To better understand these processes and provide rational ways to optimize them, we will develop mathematical models of the three key steps mentioned above: (1) the soaking pre-treatment, using models of water diffusion at the scale of single seeds. Here, as well as the differing diffusivities and absorbancies of the hard shell and internal seed tissue complicate the process of water uptake. In the grinding process (2), we propose to model the evolving size distribution of the fragments; and with centrifugation (4), we propose to model the effectiveness of adding solute to the water to increase the density difference between the oil and the solvent/solute. The PhD student will have the possibility to carry out some specific experimental work which will help in the design of a model to optimise water and energy usage and reduce processing time.
Mechanical modelling of the stability of Earth's peatland carbon reservoirs
Supervisors: Dr David Large (Chemical & Environmental Engineering), Dr Matthew Hubbard (Mathematical Sciences), Dr Donald Brown (Mathematical Sciences), Dr Bagus Muljadi (Chemical & Environmental Engineering), Professor Neil Crout (Biosiences).
The project involves the development of mechanical models of peatland growth and restoration. Peat is a soft multiphase (solid, liquid, gas) material that stores 1/3 of earth’s terrestrial carbon. Current models combine mass balance and hydrology but none consider the mechanical stability of the peat. This is a huge oversight as the extremely weak multiphase peat body should deform with ease and this deformation must influence gas emissions and long term stability. The project will develop novel numerical models of peat growth and the mechanical response of peat to the changes in loading, mass balance and hydrology.

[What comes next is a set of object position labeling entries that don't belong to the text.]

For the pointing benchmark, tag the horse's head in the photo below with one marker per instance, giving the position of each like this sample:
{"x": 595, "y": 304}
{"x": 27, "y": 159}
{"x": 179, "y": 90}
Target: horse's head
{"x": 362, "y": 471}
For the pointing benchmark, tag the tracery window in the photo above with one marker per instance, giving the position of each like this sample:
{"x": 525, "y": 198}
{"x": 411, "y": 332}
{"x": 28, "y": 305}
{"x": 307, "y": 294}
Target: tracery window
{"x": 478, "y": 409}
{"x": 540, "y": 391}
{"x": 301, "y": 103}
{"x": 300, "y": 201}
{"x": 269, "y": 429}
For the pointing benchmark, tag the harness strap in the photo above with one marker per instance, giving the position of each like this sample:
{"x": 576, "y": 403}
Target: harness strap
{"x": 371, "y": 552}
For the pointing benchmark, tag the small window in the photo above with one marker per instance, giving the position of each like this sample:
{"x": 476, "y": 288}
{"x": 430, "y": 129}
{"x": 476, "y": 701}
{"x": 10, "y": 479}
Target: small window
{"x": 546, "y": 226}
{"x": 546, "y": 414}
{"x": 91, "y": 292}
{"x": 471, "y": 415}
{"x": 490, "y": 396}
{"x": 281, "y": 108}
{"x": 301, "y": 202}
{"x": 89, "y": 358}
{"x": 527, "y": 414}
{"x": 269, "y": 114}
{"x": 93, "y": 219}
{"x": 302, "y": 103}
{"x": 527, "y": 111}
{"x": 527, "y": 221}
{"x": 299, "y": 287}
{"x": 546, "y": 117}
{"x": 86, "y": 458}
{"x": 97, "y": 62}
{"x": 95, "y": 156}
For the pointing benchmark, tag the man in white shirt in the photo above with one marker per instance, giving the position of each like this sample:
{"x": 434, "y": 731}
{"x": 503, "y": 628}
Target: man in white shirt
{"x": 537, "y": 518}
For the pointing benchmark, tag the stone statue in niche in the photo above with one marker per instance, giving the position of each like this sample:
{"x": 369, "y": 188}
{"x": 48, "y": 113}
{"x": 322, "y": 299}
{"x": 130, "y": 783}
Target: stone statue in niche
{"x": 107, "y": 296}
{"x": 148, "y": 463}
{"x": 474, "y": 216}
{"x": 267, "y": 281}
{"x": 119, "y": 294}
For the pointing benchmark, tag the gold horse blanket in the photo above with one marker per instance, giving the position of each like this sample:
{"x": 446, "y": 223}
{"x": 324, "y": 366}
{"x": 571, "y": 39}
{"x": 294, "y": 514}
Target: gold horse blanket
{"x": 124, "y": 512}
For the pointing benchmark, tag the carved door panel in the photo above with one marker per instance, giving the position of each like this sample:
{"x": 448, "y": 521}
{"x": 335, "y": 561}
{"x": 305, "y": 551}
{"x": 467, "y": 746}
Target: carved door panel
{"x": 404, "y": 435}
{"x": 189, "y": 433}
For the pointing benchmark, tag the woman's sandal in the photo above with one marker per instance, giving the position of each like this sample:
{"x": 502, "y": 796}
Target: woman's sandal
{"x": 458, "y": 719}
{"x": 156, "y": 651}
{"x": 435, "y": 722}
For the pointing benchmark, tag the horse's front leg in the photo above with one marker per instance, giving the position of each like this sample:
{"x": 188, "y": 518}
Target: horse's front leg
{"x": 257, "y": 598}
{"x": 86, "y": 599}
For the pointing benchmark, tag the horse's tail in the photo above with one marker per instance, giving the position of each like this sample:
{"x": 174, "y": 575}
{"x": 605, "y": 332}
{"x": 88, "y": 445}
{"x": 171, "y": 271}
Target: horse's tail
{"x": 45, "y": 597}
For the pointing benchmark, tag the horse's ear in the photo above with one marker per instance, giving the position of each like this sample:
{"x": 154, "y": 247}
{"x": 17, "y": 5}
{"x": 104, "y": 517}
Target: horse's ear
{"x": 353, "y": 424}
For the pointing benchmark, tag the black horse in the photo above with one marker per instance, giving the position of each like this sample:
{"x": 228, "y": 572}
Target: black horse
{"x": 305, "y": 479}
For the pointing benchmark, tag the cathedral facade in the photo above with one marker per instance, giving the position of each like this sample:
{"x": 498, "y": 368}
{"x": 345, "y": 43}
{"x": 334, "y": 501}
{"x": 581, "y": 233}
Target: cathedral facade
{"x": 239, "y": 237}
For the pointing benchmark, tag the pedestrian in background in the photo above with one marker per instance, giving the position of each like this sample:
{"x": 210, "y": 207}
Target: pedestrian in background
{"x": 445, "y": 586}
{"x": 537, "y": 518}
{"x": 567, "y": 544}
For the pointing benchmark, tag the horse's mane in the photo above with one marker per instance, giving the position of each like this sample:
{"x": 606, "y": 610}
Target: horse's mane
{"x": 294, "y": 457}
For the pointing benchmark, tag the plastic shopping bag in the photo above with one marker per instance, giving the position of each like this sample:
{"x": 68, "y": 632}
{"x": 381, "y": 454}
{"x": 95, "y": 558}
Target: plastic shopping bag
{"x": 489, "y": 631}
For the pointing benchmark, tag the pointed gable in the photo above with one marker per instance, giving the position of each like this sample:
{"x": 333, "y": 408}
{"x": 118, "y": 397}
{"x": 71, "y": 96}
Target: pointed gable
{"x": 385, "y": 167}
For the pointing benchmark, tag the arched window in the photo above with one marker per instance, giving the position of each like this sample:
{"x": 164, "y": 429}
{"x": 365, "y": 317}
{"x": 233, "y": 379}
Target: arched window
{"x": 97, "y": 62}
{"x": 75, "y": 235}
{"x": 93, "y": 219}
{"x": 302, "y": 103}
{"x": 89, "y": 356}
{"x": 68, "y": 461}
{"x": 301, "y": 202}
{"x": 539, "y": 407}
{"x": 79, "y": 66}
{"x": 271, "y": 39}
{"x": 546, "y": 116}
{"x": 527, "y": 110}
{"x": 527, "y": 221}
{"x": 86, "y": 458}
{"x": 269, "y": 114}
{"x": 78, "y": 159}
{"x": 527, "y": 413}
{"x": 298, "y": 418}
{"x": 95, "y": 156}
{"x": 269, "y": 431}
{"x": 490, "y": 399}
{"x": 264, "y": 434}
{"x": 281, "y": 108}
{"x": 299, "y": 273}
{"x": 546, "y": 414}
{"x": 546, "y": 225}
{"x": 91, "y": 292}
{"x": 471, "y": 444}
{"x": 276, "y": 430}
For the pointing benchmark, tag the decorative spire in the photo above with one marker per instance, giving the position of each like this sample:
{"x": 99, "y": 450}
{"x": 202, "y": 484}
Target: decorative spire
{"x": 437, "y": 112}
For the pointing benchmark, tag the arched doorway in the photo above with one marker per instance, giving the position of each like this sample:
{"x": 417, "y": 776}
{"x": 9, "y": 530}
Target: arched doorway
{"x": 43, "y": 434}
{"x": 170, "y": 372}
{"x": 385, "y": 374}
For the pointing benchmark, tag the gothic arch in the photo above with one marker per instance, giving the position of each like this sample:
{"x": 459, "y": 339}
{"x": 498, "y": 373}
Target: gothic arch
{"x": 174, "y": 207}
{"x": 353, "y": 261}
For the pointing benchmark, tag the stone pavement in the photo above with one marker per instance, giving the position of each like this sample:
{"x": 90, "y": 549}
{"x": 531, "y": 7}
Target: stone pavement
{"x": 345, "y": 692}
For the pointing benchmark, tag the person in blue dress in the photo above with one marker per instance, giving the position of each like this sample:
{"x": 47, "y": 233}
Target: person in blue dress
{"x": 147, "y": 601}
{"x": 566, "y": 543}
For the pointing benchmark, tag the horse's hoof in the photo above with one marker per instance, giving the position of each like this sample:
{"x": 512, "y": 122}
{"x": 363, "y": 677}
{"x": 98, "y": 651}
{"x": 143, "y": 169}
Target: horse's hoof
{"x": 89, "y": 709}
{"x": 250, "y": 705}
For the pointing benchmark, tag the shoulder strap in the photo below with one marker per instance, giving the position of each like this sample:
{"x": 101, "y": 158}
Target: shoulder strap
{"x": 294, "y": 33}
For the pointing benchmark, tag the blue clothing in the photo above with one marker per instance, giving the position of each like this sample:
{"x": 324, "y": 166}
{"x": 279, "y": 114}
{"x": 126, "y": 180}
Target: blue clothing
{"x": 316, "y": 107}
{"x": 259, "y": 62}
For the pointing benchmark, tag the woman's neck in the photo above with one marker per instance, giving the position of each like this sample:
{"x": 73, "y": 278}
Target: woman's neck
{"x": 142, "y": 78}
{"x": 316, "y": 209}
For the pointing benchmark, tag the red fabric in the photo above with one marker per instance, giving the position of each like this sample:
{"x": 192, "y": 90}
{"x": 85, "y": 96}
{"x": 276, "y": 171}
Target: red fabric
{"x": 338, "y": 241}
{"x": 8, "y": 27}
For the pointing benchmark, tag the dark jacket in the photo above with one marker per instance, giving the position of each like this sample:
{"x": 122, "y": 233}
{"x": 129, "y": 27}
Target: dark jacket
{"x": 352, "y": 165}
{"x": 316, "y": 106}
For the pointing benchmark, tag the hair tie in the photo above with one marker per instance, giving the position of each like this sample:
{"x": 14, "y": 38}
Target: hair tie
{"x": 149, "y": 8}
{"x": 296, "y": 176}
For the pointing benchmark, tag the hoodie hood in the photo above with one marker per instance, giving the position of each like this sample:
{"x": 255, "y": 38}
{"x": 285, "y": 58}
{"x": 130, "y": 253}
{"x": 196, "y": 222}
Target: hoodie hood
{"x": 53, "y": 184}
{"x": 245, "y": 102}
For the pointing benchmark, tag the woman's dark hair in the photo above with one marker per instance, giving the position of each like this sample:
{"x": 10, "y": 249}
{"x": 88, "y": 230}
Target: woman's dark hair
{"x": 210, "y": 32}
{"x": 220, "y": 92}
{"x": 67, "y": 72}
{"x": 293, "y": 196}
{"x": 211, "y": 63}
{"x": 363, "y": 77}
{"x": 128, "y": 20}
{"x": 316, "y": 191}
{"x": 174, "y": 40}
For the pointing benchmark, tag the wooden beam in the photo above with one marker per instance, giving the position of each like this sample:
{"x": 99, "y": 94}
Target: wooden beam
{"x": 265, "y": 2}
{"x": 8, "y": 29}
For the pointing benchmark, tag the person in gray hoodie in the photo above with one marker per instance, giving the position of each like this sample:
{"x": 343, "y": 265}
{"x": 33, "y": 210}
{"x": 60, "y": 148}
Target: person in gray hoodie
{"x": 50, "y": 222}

The student will have the opportunity to visit peatlands in the UK and Malaysia and to link their work to geospatial observations.
Mathematical modelling of hormone-regulated rice root growth
Supervisors: Dr Leah Band (Biosciences/Mathematical Sciences), Professor Markus Owen (Mathematical Sciences) and Professor Malcolm Bennett (Biosciences)
We need a significant increase in plant yields to sustain the growing population, which is a major challenge given the complexities of climate change and the need to reduce fertilizer use to maintain healthy ecosystems. Understanding the plant root system is an essential target to increase yields by for maximising water and nutrient uptake under different environmental conditions. The plant root system emerges from the growth and branching rates of the individual root tips, through processes that are controlled by the plant hormone auxin. This project will develop mathematical models to analyse how auxin controls the rice roots. We have new experimental data that provides details of the auxin dynamics in rice roots; we will develop models to gain insights into these data and predict how we can perturb the auxin dynamics to manipulate the architecture of the rice root system. The knowledge gained will contribute to the creation of rice varieties that make best use of the available resources to generate improved yields.
This PhD project will benefit from collaboration with an ongoing BBSRC-funded project that is investigating how rice root architecture affects water-uptake under drought, with experimental groups in Thailand and the Philippines.